Areva: La gestion calamiteuse d'Anne Lauvergeon
L'interrogation portait sur le niveau de l'ardoise réalisée par l'ancienne patronne d'Areva Anne Lauvergeon. Débâcle on s'en doutait, restait à en connaître la profondeur. La Cours des comptes française vient d'apporter la réponse.
L'institut a passé au crible la gestion d'Areva entre 2006 et 2012, et les conclusions de son rapport préliminaire, révélé par Les Echos dans son édition du 13 mai, sont très sévères pour l'ex CEO Anne Lauvergeon: de la gouvernance et des relations avec l'Etat actionnaire jusqu'au rachat coûteux d'UraMin en passant par le fiasco financier du réacteur EPR d'Olkiluoto (Finlande), c'est une stratégie générale de fuite en avant et l'égo surdimensionné d'une dame de fer.
Perte de 494 millions Euro en 2013
« La situation d'Areva est inquiétante car l'entreprise ne parvient pas à financer son développement ». Mme Lauvergeon incarne ces années, et la Cours lui impute une bonne part de responsabilité dans les difficultés actuelles d'Areva, qui a accusé une nouvelle perte en 2013 (494 millions d'euros) pour la troisième année de suite. Certaines « proviennent avant tout de sa forte personnalité » d'« Atomic Anne » et « de la concentration du pouvoir réel dans les mains de la présidente ».
Vente à tout prix du Premier EPR en Finlande
La Cour dénonce des « procès-verbaux elliptiques » de réunions » ou des « séances tenues sur le papier », mais aussi ses augmentations de salaires lors de son second mandat « fondée pour une large part sur des taux de réussite faussement précis ». Il est incroyable qu'en 2003, le directoire ait « pu prendre seul la décision de signer le contrat de l'EPR finlandais OL3, source d'une perte de plus de 3 milliards d'euros pour Areva », écrivent les rapporteurs, qui doutent d'une mise en service du réacteur en 2014, comme Areva le promet après cinq ans de retard.
Le client finlandais, TVO décrit un fournisseur « prêt à tout pour vendre son premier EPR, dont le design n'était pas encore assez avancé ». Dans le cadre de l'arbitrage international Areva-TVO, la Cour juge que le client pourrait invoquer un « manque de compétence » de son fournisseur.

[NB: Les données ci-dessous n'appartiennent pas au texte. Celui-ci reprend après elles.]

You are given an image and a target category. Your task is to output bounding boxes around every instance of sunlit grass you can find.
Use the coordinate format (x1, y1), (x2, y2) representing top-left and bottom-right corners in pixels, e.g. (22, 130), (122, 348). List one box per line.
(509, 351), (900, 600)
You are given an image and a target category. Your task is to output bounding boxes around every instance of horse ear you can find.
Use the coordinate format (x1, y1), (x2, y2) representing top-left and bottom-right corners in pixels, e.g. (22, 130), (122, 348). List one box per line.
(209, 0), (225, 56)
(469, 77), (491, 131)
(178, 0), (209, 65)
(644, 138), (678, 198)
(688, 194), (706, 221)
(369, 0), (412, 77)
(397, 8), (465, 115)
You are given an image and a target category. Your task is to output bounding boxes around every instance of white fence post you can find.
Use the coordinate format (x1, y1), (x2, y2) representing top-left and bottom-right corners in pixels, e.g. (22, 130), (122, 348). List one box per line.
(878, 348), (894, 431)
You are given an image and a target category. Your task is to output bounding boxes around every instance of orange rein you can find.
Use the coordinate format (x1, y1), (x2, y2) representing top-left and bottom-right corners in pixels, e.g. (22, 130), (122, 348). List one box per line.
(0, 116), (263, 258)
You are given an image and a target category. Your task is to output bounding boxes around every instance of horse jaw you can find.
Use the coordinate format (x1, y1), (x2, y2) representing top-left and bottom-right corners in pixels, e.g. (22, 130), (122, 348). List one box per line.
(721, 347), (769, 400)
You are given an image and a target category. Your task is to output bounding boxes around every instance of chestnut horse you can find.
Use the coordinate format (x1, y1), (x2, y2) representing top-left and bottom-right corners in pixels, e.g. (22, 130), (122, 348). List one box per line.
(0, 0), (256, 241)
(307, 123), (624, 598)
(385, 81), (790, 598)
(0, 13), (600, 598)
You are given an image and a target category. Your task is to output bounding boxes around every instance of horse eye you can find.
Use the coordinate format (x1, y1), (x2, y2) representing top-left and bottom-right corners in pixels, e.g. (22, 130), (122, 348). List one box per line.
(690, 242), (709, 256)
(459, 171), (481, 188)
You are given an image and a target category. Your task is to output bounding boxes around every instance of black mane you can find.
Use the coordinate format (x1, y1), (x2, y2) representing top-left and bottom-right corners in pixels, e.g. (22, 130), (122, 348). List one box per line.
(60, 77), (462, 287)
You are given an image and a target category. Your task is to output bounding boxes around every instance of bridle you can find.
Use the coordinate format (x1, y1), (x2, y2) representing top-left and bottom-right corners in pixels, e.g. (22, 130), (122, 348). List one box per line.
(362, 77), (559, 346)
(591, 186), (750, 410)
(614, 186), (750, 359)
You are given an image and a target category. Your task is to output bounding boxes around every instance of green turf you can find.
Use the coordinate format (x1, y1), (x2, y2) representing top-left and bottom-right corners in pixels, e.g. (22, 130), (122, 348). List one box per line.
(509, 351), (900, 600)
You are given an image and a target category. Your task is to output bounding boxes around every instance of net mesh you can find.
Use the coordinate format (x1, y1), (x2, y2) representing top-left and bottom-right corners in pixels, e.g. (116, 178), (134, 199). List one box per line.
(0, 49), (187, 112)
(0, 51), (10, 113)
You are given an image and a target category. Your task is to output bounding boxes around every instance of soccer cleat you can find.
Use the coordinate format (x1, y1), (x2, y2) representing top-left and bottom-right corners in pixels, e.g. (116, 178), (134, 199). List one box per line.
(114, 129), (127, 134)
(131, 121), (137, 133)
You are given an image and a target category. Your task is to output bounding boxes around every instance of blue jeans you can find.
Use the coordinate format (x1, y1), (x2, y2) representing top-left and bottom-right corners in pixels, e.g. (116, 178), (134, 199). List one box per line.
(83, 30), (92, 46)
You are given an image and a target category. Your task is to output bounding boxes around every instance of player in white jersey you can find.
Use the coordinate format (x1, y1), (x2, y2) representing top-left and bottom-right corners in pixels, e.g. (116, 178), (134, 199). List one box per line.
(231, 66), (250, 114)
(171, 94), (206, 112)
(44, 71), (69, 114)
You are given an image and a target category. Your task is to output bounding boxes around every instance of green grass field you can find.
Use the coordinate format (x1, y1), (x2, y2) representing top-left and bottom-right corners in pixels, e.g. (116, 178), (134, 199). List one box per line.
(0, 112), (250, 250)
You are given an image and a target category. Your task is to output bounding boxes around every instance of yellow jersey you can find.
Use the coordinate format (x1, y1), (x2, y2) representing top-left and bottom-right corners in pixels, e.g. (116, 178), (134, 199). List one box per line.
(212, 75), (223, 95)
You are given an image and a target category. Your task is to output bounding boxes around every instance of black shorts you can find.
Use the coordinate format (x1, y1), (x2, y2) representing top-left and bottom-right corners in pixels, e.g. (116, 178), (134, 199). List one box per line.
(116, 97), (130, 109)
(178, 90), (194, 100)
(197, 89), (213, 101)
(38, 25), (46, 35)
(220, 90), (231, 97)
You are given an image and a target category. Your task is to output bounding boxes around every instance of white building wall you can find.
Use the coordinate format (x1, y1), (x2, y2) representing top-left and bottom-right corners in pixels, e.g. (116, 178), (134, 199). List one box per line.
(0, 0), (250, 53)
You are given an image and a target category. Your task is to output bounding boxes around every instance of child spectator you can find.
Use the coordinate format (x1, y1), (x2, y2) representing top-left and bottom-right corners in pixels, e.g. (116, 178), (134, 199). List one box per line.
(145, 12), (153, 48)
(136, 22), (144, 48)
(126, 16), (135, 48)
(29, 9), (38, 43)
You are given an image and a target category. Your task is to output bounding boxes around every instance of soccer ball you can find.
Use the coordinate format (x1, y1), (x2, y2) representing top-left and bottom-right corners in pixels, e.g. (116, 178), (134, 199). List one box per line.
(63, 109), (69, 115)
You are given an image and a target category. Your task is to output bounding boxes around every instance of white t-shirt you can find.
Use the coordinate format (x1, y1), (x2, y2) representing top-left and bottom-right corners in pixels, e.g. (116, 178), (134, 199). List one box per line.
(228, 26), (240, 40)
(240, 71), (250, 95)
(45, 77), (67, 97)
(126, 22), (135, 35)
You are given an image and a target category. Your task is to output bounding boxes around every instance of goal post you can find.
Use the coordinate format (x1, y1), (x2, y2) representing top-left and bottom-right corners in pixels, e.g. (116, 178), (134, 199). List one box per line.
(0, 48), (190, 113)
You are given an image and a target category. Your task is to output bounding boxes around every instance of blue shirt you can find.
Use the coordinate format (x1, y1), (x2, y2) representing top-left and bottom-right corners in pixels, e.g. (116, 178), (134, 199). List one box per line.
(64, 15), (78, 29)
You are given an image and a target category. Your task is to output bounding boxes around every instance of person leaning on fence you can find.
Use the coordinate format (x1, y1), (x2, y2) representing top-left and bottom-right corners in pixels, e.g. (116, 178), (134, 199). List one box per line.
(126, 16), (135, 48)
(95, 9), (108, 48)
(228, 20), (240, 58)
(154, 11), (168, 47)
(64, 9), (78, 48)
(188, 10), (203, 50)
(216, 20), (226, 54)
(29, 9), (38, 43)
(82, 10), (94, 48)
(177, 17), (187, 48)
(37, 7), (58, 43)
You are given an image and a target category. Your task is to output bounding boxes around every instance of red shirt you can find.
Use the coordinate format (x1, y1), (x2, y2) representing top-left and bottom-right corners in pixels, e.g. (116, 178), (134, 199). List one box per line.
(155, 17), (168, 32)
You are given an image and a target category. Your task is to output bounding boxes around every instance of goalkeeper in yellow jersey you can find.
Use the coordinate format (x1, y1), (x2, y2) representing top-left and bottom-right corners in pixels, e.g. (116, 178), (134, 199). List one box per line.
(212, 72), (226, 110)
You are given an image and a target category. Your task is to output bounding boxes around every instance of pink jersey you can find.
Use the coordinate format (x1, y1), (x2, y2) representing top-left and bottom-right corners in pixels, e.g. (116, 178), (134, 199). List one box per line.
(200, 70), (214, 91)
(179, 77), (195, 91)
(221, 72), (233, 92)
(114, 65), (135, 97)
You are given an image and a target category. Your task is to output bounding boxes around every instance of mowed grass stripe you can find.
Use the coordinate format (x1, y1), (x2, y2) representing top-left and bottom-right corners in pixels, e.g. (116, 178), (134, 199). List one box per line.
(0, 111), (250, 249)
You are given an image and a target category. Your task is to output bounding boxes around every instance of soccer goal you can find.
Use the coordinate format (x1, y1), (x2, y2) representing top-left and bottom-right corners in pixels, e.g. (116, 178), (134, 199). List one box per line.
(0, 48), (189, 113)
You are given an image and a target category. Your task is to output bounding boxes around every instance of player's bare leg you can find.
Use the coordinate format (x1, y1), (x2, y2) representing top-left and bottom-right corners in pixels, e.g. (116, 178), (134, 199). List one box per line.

Achat d'une mine d'uranium imprudent
Elle estime aussi que le « modèle intégré de "recyclage"
- extraction de l'uranium
- conception-construction des réacteurs
- retraitement des déchets
n'est pas définitivement convaincant ». Faute de flux de trésorerie opérationnels suffisants, le groupe a dû financer ses investissements durant ces années « majoritairement grâce à ses cessions », comme celle du pôle T&D (transmission et distribution).
Cette stratégie d'expansion « se heurte directement à l'insuffisance progressive des moyens du groupe », notamment ponctionnés par le réacteur finlandais et UraMin. Les magistrats sont particulièrement sévères sur l'achat « de façon imprudente et à un prix très élevé » (1,8 milliard d'euros) en 2007 de la société canadienne UraMin, dont les trois gisements africains d'uranium se sont révélés plus pauvres que prévu.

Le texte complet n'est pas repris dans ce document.